The exhibition features more than 100 works created by Sawaya spanning his entire career, including original works and representations of historical art. Each is built entirely from LEGO bricks.
Sawaya said her love affair with interlocking plastic blocks began, as most, during childhood. Growing up, he turned to the creative arts, but was not confident in his work, so he pursued a career as a lawyer instead.
“I was coming home and needed a creative outlet and that’s where I discovered LEGO bricks again,” he said. “I started to experiment with them, to create new pieces.”
He later created a website with a virtual gallery of his LEGO masterpieces. When the site crashed due to too many visits, Sawaya realized that maybe there was something more to it. He therefore abandoned the career of law to devote himself to art full time.

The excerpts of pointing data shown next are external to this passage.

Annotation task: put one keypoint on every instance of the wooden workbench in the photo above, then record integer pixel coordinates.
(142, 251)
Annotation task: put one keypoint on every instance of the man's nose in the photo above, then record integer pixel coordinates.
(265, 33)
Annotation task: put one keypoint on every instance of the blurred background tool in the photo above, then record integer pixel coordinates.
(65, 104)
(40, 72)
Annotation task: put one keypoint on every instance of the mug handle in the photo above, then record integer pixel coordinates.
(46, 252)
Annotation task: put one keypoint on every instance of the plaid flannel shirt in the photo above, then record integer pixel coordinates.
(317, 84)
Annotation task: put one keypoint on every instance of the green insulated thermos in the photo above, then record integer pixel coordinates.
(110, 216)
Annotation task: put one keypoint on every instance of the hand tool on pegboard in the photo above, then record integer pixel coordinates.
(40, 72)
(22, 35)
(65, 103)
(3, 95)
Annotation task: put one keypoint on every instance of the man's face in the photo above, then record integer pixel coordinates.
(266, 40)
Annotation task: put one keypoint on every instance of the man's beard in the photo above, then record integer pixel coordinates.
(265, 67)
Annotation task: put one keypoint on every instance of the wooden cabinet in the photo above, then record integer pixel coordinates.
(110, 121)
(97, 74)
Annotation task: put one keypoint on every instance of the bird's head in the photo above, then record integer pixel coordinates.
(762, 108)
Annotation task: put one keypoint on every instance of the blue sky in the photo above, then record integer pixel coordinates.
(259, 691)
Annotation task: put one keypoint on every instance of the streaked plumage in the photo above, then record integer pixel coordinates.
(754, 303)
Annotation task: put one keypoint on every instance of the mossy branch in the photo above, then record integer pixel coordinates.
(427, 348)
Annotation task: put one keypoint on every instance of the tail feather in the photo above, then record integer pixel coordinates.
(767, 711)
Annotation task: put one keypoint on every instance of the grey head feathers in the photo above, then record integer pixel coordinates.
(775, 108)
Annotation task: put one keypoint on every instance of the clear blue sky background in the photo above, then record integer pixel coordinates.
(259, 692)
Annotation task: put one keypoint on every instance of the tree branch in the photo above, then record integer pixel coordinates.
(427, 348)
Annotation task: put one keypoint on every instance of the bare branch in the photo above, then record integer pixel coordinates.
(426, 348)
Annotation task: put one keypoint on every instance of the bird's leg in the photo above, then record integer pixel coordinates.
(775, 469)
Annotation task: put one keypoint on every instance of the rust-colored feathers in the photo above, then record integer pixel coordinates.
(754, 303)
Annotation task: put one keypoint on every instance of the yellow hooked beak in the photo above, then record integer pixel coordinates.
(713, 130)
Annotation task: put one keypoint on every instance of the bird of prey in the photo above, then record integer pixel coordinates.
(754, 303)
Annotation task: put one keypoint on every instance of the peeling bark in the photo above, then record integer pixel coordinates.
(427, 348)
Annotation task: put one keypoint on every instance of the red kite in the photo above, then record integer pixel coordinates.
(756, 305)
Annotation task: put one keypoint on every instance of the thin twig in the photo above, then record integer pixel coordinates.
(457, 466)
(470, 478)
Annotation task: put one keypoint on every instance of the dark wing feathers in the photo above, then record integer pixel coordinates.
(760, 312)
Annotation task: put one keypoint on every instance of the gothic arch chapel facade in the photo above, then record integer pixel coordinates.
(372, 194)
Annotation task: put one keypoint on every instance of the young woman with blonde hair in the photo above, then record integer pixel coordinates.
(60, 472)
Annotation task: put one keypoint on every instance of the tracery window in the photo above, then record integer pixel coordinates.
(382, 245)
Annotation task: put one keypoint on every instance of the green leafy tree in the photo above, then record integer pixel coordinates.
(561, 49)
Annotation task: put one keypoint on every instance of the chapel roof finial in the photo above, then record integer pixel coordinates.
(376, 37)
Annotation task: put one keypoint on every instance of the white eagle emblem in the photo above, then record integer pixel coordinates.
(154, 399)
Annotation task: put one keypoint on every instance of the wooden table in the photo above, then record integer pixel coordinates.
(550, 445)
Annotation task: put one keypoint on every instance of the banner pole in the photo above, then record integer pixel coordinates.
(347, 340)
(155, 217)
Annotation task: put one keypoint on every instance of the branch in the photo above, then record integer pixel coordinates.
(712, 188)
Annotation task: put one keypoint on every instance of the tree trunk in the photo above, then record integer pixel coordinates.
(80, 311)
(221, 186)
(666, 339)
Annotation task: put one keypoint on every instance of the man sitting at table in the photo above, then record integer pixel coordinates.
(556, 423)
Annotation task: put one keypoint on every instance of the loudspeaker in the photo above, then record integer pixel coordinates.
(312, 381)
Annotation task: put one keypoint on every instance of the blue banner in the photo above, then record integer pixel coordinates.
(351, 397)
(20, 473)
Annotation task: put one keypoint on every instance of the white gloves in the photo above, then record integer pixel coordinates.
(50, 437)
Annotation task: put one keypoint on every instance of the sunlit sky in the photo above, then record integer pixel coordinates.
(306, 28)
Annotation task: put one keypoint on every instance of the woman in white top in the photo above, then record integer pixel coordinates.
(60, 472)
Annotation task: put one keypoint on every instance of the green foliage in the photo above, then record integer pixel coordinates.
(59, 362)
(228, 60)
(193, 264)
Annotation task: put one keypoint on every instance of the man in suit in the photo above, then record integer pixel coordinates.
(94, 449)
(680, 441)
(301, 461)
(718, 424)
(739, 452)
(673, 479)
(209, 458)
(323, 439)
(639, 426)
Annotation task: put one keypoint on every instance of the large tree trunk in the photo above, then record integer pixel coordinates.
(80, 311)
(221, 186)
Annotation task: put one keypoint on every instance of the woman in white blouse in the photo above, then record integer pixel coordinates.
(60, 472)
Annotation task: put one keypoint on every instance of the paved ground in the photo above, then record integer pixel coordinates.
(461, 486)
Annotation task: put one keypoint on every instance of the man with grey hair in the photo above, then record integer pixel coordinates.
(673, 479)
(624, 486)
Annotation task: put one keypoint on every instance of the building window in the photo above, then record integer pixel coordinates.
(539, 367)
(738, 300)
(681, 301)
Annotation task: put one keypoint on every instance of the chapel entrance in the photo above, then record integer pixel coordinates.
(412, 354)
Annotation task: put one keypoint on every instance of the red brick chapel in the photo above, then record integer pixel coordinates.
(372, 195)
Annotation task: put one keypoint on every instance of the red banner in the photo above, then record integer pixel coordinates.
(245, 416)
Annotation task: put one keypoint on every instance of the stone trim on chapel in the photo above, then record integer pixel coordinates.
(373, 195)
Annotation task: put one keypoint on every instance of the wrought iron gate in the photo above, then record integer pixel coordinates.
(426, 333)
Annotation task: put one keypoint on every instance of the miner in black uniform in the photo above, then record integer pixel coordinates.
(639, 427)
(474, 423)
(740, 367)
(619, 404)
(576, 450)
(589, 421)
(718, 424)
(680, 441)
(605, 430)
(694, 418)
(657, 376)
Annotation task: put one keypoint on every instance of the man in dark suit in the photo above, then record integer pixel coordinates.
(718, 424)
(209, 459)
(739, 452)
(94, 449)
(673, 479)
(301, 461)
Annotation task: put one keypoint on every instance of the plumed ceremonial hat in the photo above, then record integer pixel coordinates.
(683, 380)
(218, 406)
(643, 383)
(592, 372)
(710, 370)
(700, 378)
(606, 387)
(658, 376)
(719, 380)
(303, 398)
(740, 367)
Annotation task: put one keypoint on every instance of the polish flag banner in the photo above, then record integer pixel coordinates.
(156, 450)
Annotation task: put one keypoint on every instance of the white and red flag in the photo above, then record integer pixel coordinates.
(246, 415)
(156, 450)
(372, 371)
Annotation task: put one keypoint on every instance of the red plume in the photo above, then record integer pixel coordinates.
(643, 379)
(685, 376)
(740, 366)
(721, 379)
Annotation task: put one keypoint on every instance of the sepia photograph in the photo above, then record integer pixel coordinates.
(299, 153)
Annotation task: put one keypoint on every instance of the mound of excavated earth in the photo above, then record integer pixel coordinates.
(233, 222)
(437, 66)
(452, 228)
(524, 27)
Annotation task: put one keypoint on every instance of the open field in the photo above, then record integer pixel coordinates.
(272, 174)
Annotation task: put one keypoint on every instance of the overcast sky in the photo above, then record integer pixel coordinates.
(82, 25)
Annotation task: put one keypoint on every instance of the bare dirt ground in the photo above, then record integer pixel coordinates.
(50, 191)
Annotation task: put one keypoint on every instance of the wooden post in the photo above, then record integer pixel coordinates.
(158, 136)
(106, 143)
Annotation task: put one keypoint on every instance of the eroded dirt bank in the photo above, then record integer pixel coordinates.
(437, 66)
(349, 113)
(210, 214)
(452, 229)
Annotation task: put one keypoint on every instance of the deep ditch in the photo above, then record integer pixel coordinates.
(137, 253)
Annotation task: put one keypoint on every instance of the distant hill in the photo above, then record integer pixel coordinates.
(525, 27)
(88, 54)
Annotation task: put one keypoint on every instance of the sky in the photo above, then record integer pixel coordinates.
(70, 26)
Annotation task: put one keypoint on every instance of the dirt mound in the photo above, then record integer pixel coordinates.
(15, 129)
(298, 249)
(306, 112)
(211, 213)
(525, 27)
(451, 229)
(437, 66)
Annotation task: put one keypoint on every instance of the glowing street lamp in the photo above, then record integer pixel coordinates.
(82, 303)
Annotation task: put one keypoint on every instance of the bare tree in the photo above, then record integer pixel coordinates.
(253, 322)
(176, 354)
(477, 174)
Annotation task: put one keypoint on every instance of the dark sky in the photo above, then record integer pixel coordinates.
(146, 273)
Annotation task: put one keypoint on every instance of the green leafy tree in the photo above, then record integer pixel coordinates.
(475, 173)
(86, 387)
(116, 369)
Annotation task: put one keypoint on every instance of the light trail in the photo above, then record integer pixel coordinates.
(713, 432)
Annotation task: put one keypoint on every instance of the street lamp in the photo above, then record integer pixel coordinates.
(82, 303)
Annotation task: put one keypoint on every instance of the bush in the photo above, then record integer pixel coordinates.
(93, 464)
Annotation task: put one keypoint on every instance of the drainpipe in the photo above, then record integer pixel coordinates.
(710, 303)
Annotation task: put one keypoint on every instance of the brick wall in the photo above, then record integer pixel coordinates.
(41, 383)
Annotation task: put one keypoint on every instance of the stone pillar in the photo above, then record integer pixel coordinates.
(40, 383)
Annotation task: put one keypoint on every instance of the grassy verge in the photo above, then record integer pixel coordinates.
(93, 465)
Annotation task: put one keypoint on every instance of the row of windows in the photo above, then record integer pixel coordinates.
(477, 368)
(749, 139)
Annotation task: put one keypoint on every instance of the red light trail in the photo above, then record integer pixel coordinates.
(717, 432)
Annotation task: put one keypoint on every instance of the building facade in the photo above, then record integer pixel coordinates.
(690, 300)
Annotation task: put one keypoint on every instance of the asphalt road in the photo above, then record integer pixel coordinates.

“A lot of people told me I was crazy,” he said. “That I was making a mistake… This negativity really shocked me. I felt like people were trying to hold me back.
This experience inspired the play “Grasp”. The work presents the frame of a man with several pairs of hands holding him back.
So why LEGOs? Sawaya says it’s partly nostalgia, but there’s also a specific aesthetic he gravitates towards.
“I love the look of LEGO,” he says. “I love the right angles, those distinct lines. When you see my sculptures up close, you will see all these right angles, these sharp angles. But then you walk away from it, all those corners blend into curves. It’s kind of the magic of using LEGO bricks. “
It is also a medium accessible and accessible to so many people.
“Everyone broke a brick together,” Sawaya said. “And that’s the idea, to bring people into this exhibit and hopefully inspire them.”
It’s about getting people to think about math and engineering in new ways as well. That’s what made the idea a natural fit for a science-driven museum, museum educator Keelin McCarthy said.
“Science and art are not opposed,” said McCarthy. “They’re not even different enough to be opposed in any way. These are two methods of interacting and learning about the world around us and about ourselves. Art takes planning, thought, and a lot of trial and error – just like science. “
Much of the engineering went into some of these parts, Sawaya said. In particular his sculpture of a Tyrannosaurus rex.
Creating the huge beast was sometimes “staggering,” Sawaya said, adding that it took a lot of trial and error. Eventually, he used towers underneath to support the dinosaur’s massive body on top of its tiny legs. Once done, he added wires to hold it for display and removed the towers, which – although made from LEGO – were “unsightly.” The sculpture is one of the few that breaks down into sections for ease of transportation and installation.
Anyone who has built with LEGOs knows the potential of working hours that crumble with the slightest bump. To make the works a bit more stable, Sawaya glues each piece as he works. It helps with potential issues, but when the vision changes or he makes a miscalculation, it requires the painstaking process of chiseling bricks that are sometimes several days old.
“It can be a very heartbreaking moment, but it’s part of the process,” he said. “(This is) going into these projects with patience. It is not something that will happen overnight. Sometimes it takes days, weeks and months to complete a project. “
Some of Sawaya’s most famous pieces are based on the greatest works of art in history, including “Venus de Milo”, “Starry Night” by Van Gogh and “The Scream” by Munch.
But “The Art of the Brick” also focuses on original works.
Sawaya will debut his new piece, “The Big Blue Swimmer,” as part of the exhibition. The sculpture represents a swimmer emerging from a sea of blue LEGOs. The entire room contains 120,000 bricks. In her Los Angeles studio, Sawaya has a stock of over 10 million LEGO pieces, all lined up along the walls in clear plastic boxes and sorted by shape and color.
“It’s like stepping into a rainbow,” Sawaya said. His goal is to elevate the LEGO so that others see him like him. At the start of “My Boy 2” – a sculpture of an anguished figure carrying a limp body – a woman began to cry in the gallery.
“She didn’t see it as a LEGO toy,” he said. “It was a work of art and she reacted to it.”
“The Art of the Brick” is on display June 25 through January 24, 2021 (tickets are free with general admission purchase through Labor Day) at the Denver Museum of Nature and Science.